Architekt Axel Mutert unterstrich bei der Schlüsselübergabe, der Bau sei bei laufendem Betrieb umgesetzt worden. Lediglich der unerwartet harte Winter habe für Verzögerungen gesorgt. Mit dem Neubau unternehme man einen „Schritt in Richtung Zukunft“. Er dankte allen Beteiligten für die „aktive und kreative Mitarbeit. Als gemeinsames Geschenk aller mitwirkenden Firmen überreichte er eine farbenfrohe Sitzgelegenheit für das Foyer.

„Dieses Gebäude trägt zur weiteren Intensivierung der schon guten Zusammenarbeit zwischen Schule und Kindergarten bei“, waren sich Schulleiterin Ursula Marpe und Kindergartenleiterin Britta Finke einig. Marpe ergänzte: „Das ist unser gelebtes Brückenjahr.“ Beider Dank galt neben allen Verantwortlichen und Firmen vor allem den Elternvertretungen beider Einrichtungen.
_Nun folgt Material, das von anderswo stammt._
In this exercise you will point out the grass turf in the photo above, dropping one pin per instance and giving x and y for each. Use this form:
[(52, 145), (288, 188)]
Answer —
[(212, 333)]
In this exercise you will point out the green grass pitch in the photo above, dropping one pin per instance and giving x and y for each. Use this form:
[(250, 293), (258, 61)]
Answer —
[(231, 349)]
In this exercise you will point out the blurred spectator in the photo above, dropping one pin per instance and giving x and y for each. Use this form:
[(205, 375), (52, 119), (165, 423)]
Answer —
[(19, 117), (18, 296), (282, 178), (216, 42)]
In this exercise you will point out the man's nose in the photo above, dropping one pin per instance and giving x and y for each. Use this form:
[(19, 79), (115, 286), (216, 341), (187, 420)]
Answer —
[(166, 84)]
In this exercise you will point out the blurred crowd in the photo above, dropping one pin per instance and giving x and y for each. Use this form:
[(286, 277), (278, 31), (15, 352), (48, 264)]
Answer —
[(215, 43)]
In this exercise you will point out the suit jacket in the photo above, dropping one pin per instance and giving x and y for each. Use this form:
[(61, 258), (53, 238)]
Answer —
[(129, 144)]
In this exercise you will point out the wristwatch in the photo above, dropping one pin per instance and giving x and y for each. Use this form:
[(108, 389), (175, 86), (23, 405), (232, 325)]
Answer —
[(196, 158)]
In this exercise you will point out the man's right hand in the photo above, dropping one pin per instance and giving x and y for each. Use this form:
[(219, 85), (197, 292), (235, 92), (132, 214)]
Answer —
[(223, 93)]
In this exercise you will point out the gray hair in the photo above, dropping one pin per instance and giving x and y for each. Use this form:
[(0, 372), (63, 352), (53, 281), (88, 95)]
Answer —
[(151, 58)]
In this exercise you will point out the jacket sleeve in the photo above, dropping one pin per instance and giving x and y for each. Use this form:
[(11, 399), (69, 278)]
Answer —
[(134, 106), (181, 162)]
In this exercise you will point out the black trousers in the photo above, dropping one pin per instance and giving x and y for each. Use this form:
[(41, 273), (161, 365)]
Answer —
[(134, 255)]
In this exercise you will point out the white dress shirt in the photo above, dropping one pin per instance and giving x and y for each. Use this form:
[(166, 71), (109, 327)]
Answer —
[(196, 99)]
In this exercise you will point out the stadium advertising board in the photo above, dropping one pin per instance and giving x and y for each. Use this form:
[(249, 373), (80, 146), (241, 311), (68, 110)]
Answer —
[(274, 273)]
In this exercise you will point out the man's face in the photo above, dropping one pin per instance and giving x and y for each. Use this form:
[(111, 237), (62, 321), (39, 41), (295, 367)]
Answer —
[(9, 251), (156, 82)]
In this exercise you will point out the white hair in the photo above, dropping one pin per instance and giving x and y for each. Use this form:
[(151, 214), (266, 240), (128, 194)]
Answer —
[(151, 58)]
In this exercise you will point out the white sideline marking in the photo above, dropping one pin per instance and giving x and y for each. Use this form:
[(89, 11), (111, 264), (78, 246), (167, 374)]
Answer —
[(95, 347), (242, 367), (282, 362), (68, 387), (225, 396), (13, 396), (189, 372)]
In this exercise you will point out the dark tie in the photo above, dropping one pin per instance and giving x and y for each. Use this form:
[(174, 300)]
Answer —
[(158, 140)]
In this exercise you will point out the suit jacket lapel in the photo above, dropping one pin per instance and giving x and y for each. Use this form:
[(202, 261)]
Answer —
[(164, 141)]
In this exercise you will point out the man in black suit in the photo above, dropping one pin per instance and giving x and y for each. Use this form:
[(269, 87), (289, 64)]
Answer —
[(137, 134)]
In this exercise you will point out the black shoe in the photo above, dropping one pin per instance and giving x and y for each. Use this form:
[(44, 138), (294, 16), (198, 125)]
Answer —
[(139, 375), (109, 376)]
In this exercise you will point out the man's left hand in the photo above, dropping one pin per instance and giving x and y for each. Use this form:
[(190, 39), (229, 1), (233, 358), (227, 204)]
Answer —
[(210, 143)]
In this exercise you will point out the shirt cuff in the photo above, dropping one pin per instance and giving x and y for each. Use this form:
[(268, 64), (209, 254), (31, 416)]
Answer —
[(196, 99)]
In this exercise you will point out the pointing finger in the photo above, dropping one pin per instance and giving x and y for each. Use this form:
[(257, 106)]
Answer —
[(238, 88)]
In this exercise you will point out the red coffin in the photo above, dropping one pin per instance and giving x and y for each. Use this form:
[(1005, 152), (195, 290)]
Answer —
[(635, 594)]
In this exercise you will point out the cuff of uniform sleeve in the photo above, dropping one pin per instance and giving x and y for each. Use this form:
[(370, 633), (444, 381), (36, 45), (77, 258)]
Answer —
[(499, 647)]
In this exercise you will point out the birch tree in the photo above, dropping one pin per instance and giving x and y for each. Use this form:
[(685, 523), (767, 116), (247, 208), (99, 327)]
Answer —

Die Segnung des Neubaus übernahmen Pater Jose Kuzhichalil von der katholischen Pfarrgemeinde St. Josef und Pastor Hans-Georg Meyer-ten Thoren von der evangelisch-lutherischen Andreasgemeinde. Sie lobten die Mensa als „Haus für die Zukunft“ und stellten mit der Geschichte von der Speisung der 5.000 das Thema Essen auch in einen biblischen Zusammenhang.

Eingebettet war die Eröffnungsfeier in ein Rahmenprogramm, das sowohl Kindergarten- als auch Schulkinder gestalteten. Neben mehreren Gesangsstücken, unter anderem vom Chor der ersten und zweiten Klassen sowie von den Kindergartenkindern vorgetragen, zeigte die Plattdeutsch-AG eine lustige Geschichte von fehlenden „Hölzkes“. Ein weiterer Beitrag kam von der Theater-AG, die im Stück „Mein Brieffreund heißt Toni“ mögliche Tücken bei der Zuteilung von Brieffreundschaften darstellte. Abschließend bedankten sich alle Kinder mit dem Lied „Ein Haus für uns Kinder“ bei allen, die zum Bau der Mensa beigetragen hatten.

Insgesamt hat die Gemeinde Wallenhorst rund 360.000 Euro in Planung, Bau und Ausstattung des Gebäude investiert. Dabei sind Fördergelder aus dem Konjunkturpaket II und der Initiative Niedersachsen eingeflossen.